黒い雪

何も無い真っ白な世界――そんな世界に、大きな体育館の様な建物がある。



その建物の中に吊るされた、鳥かごの様なモノの中に優斗はいた。


(……どこだ?、ここは)


不思議そうに辺りを見回すと、周りには何人ものがいて、優斗を見ている。



――だが、それらは明らかに人間ではない……



姿形は人間に酷似しているが、顔などは完全に異形の類だ。


しかし、優斗はまったくと言って良いほど、恐怖や嫌悪は感じない……理由は解らないのだが。
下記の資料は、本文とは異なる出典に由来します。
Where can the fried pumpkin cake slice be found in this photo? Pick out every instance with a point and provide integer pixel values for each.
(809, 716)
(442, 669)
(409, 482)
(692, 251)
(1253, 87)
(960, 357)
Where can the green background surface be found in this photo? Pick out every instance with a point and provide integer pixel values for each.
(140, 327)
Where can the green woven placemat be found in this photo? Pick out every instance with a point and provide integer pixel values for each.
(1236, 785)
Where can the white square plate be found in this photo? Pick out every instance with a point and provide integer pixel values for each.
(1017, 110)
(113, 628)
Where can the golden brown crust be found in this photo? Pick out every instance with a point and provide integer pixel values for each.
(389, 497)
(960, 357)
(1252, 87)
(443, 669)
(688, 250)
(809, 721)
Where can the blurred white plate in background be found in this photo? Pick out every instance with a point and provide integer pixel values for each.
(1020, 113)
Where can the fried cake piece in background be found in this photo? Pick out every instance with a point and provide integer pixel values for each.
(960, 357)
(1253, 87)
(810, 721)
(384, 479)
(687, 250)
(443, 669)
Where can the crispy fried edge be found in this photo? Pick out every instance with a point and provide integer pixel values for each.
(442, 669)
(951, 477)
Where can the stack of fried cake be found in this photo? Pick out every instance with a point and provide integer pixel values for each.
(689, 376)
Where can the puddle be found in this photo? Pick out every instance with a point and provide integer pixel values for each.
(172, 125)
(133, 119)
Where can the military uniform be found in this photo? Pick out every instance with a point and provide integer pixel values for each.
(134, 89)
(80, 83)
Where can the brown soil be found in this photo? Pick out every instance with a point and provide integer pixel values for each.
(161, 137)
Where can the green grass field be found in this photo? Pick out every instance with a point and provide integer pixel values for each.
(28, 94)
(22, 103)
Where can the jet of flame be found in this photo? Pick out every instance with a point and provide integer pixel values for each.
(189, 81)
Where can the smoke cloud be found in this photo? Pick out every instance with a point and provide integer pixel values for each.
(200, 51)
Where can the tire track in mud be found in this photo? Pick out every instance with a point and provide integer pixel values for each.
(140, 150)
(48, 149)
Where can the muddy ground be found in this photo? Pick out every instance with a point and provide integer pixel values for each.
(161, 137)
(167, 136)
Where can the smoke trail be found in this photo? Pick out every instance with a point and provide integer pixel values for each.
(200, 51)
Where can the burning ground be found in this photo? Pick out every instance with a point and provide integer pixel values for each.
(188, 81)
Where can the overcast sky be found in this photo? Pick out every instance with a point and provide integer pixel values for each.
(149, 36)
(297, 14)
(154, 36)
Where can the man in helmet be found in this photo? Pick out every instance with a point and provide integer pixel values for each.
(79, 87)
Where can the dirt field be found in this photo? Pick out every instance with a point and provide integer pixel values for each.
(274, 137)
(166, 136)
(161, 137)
『鳥かご』の下にある『体育館』の床には、ルーレットの様な円形のオブジェが置かれいて、ゆっくりと回っている。



辺りを見終わった優斗が異形たちに目を向けると、異形たちが優斗を凝視しながら何かを話し合っている……会話なのは確かなのだが、まったく聞いた事が無い言語だった。



それがしばらく続くと、どうやら結論に達したらしく、異形たちは優斗の方に向き直る。



これまた理解不能な言語で何かを告げると、鳥かごが床に落ち、オブジェの上を回り始めた。


その回転が止まると、今度は床が開き、優斗の身体は下へと落ちた、ボトッと大量の黒いモノが積もった所に。


だが、人形か何かに成ったかの様に身動きが取れない……


(そうだ!、そういえば俺は家で具合悪くなって……)


ここまで来てようやく、優斗は自分が倒れて救急車で運ばれた事を思い出した。



(それが何でこんなトコにいるんだ?、訳がわからん……)


その『黒い雪山』の様な所には、次から次へと上から黒い雪?、が落ちてきている。



(……もしかして、これって死んだってコトかな?、そう考えれば、さっきの変な所も説明が着く)


優斗は、何故か冷静に自分の状況を分析しだした。



(そっかぁ……こういうモノなんだな)


妙に、全てを受け入れた体の優斗は目を瞑る。


(短かくて、サイテーな人生だったんだろうな。


だから、同情してこんな静かな消え方にしてくれたのかもね)


優斗の身体の上には次々と黒い雪が積もり、身体を覆い始める。



積もって、積もって……積もって――優斗の身体全てが、黒い雪の下に埋まった。



(さ~て、これからどうなるのかね?、眠る時の様に何にも気付かず……ってパターンかな?)



何故か、優斗は自分の死を楽しんでいる。



無理もない……彼の人生は、お世辞にも幸せではなかったし、誇れる様な事もまったくしていない。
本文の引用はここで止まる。